The Emergence of Chain of Compliance™

Mon, Sep 24, 2018

In December 2016 the US Congress enacted the 21st Century Cures Act, which required the FDA to facilitate an efficient development program for, and expedite the review of, new medicines meeting the definition of a regenerative advanced therapy (RAT) (Section 3033). The RAT designation in the legislation is now referred to as the Regenerative Medicine Advanced Therapy (RMAT) designation.

Now that the first two of these therapies have been approved, the supply chain of patient- and donor-derived regenerative medicine products will fall under increasing pressure for standardization and increased regulatory requirements. Much of the early regulatory focus has been on material processing with four guidance documents issued in a regulatory framework established by the FDA on November 16, 2017, its focus is on recovery, isolation, and delivery. Cryoport believes that enhanced traceability within the temperature-controlled and cold chain logistics distribution will also be subjected to additional regulatory requirements due to the fragile aspect of the drug product and the disproportionate risk of improper cold chain management on the viability of the therapies.

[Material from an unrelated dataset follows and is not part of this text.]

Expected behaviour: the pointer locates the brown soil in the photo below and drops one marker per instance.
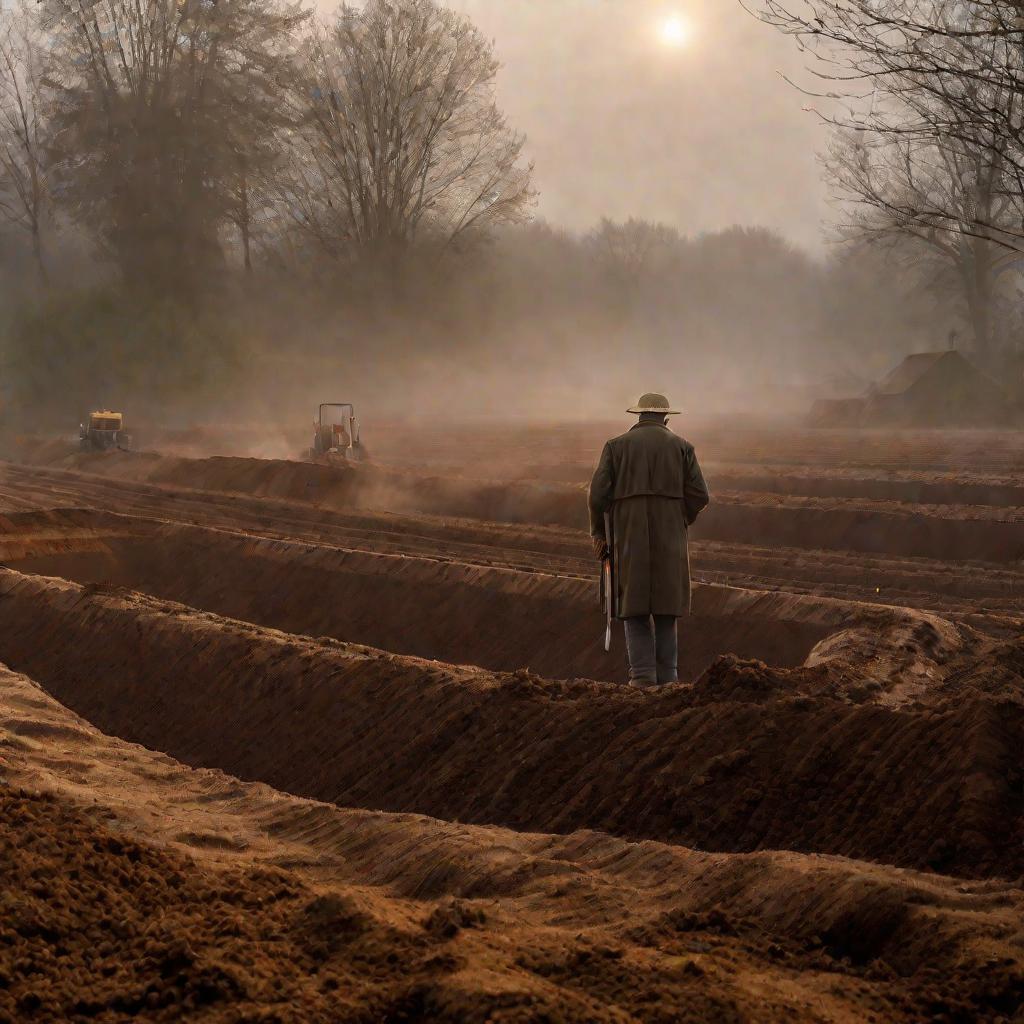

Traceability within cold chain logistics for precision medicine falls into the following need areas:

1. Traceability of the identity of the therapy (Chain of Identity)
2. Traceability of the distribution of the therapy (Chain of Custody)
3. Traceability of the environmental control of the therapy (Chain of Condition)
4. Traceability of the equipment used in managing the environmental control of the therapy (Chain of Compliance™)

CoC infographic

The first three elements identified are already well established within the industry; however, they will need to be enhanced and integrated into a single data stream for cross-referencing and accountability. However, the fourth element, a Chain of Compliance™, is not currently required but is necessary when considering risk management in personalized therapy distribution. Chain of Compliance™ includes tracking and understanding courier performance, equipment validation, requalification, performance, sterility controls and cleaning processes. In addition, it includes the ability to manage the packaging utilized in product distribution in a manner similar to manufacturing equipment traceability within a manufacturing environment.

The ability to collect, interpret, and leverage all of this data provides a more intelligent supply chain. Rather than trying to determine what has gone wrong after multiple failures, it becomes possible to take a proactive approach. Having the ability to assess risk and provide intervention capabilities when unexpected problems arise has the power to save time, money, and even patient lives.